# Shop built air filtration unit



## Charlie2U (Jan 11, 2010)

Hi, I fabricated this a couple years ago using a furnace fan. It has a pleated furnace filter on each side of the blower, it is operated by a electronic timed switch, and rolls around on four swivel locking casters.


----------



## DaninVan (Jan 1, 2012)

Nice job, Charlie. What's that on top?


----------



## DesertRatTom (Jul 3, 2012)

What a great use of materials and space. Looks to me like you can also use the top as a small counter space. Are you using this to clear airborne fine dust? Having it on a timer sounds like a very good idea.


----------



## Web Shepherd (Feb 8, 2012)

Charlie ~ Nice job. Tell us more about your project.
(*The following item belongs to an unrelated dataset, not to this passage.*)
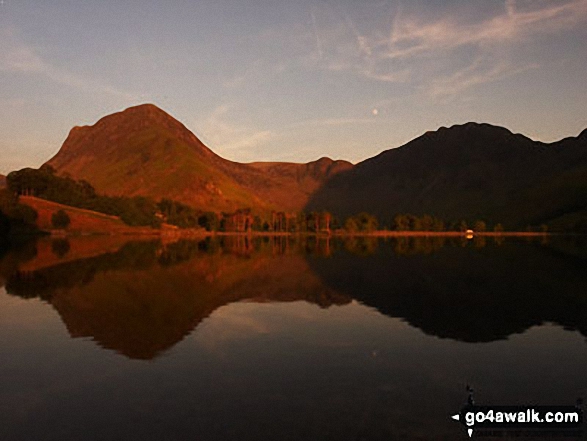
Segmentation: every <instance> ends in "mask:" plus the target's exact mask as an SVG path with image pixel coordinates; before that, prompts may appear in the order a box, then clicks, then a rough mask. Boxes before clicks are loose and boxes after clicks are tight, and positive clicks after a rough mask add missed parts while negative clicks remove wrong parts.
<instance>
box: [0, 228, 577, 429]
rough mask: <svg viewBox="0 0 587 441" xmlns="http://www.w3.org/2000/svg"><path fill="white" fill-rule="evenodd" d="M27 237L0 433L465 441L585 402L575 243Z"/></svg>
mask: <svg viewBox="0 0 587 441" xmlns="http://www.w3.org/2000/svg"><path fill="white" fill-rule="evenodd" d="M121 241H122V239H121V238H102V239H98V238H86V239H76V240H70V241H64V240H55V241H51V240H43V241H40V242H38V243H36V244H29V245H27V246H21V247H17V248H15V249H12V250H5V251H4V254H3V256H2V257H1V258H0V440H11V441H12V440H317V441H318V440H341V441H342V440H395V439H422V440H428V439H446V440H459V439H462V440H464V439H467V438H468V437H467V435H466V432H465V430H464V428H463V427H462V426H461V425H460V424H458V423H456V422H454V421H452V420H451V419H450V416H451V415H453V414H454V413H456V412H458V410H459V409H460V408H461V406H462V405H463V403H464V402H465V401H466V399H467V393H466V390H465V387H466V385H467V384H469V385H471V386H472V387H473V388H474V389H475V399H476V400H477V402H478V403H479V404H497V405H510V404H521V405H525V404H545V405H550V404H561V405H572V404H575V401H576V399H577V398H579V397H583V398H587V339H586V336H587V266H586V264H587V246H585V243H581V241H577V240H575V239H572V240H571V239H559V240H554V239H551V240H550V241H549V242H548V243H541V242H540V240H538V241H530V242H529V241H527V240H506V241H505V242H503V243H495V241H494V240H493V239H487V240H483V239H476V240H475V241H462V240H442V239H424V238H409V239H408V238H404V239H393V240H387V241H374V240H364V239H354V240H347V241H334V240H332V241H326V240H320V241H317V240H316V239H312V238H309V239H305V240H294V239H285V238H258V239H255V240H252V241H250V240H248V239H246V238H244V237H232V238H230V237H229V238H224V239H223V240H222V241H217V240H206V241H201V242H187V241H183V242H178V243H171V244H161V243H157V242H129V243H123V242H121Z"/></svg>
1. What size furnace motor?
2. Are the filters washable?
3. What size filter?
4. Tell us more about your timer switch.

Great job.

Bob


----------



## Charlie2U (Jan 11, 2010)

Thanks guys. The top is a solid surface that is very similar to cutting board material. The filters are not washable, they are 16" X 20". I'm not sure what size the motor is, it's pretty tough to read the motor label when it's inside the squirel cage, but it is a four speed motor. I added a speed switch awhile ago, but haven't finished the markings for it on the switch plate. The timer switch is made by Intermatic. I use this unit in the basement shop that has a fairly low ceiling. I am aware of the washable filters, I have one on a box fan that I fabricated some channel for the washable filter to slide into. Sometimes I will put the box fan close to where I'm working in order to capture the fine dust as fast as I can, so the dust doesn't have as much time to spread. Some people argue that Air filtration units / fans do just that, spread the dust around. There may be some truth to that, but I think that you will find that no matter how good of a setup that you have, there is always going to be dust. The sooner you grab it the better. I can tell you that from my experience that with dust collection and air filtration I can take my dust respirator off sooner, and I have a cleaner shop. I will continue to do what I'm doing.


----------



## Bodger96 (Mar 18, 2014)

Looks fantastic Charlie.

Regards Bob


----------



## Cherryville Chuck (Sep 28, 2010)

Nice job Charlie. I'm assuming that you didn't consider putting on the ceiling because of limited clearance. Do you think it would work better on the ceiling? I was thinking of adding a unit like this to my shop and mount it over my saw, which is the #1 dust producer in my shop anyway.


----------



## Charlie2U (Jan 11, 2010)

Chuck, low ceiling height is one concern, plus it's a suspended ceiling, and this thing is heavy. If you look at brand name air filtration units you will notice that they don't weight nearly as much. I have a Delta 50-875 unit hung from the ceiling in my main shop. The motors and fans in them are alot smaller, and the units are not nearly as tall. On the downside though the special sized filters are more expensive, and cannot be found as easily as furnace filters. To me this was just a challenging and fun project that didn't cost me much, I had most of the materials.


----------



## Cherryville Chuck (Sep 28, 2010)

It is bigger than the ceiling mount units I've seen. I'm just thinking it would be more efficient if it were higher up, especially since I'm tall. I suppose one other option would be to put on a cart at about table height where the dust is getting produced.


----------



## MAFoElffen (Jun 8, 2012)

Fine, professionally looking job!


----------